MACON—The new SAT Reasoning Test, which was administered for the first time on March 12, features several changes that give college officials a better idea of how prepared students are for college study, but the writing section poses some concerns, according to Dr. Karen Michael, an assistant professor at Mercer University’s Tift College of Education.

Changes to the test include the addition of problems taught in third-year college preparatory math courses, more critical reading questions, the elimination of analogies and a new writing section.

“The inclusion of the Standard English multiple choice questions and the 25-minute essay may provide interesting and superior results since students spend more time in school writing than they do studying analogies,” Michael said. “The analogy portion of the SAT has been criticized for years because it does not accurately predict a student’s ability to do well in college.”

Michael said the writing portion will enable educators to investigate the data to determine students’ writing strengths and weaknesses, but the essay will most likely require students to write a structured, formulaic text. Students may have difficulty writing a creative piece that is interesting and free of mechanical errors in such a short time frame.

The essay is a small portion of the SAT.  It counts as one third of the writing section (800 points) and one-ninth of the entire SAT (2400 points).

“One of my concerns is that only two raters will evaluate a student’s essay,” Michael said.
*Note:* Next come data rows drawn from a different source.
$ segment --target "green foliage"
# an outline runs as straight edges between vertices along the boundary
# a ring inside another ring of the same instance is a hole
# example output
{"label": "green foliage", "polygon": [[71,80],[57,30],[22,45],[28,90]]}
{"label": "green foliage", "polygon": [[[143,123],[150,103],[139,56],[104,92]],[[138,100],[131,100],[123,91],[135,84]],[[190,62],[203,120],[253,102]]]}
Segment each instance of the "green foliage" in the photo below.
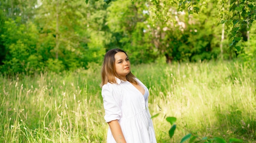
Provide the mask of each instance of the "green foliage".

She explained that a third rater will not review the essay unless there is a discrepancy between the two raters’ scores.

“An essay that is graded cursorily is not a quality indicator of a student’s ability to write,” the Mercer faculty member said. “A student writing a scripted five paragraph essay in under 25 minutes is writing to the test and this may not measure the student’s actual writing abilities. It may measure proficiency, but not quality or creativity.”

Michael completed her dissertation on the fifth grade standardized writing test and served on a testing committed when she taught school in Gwinnett County.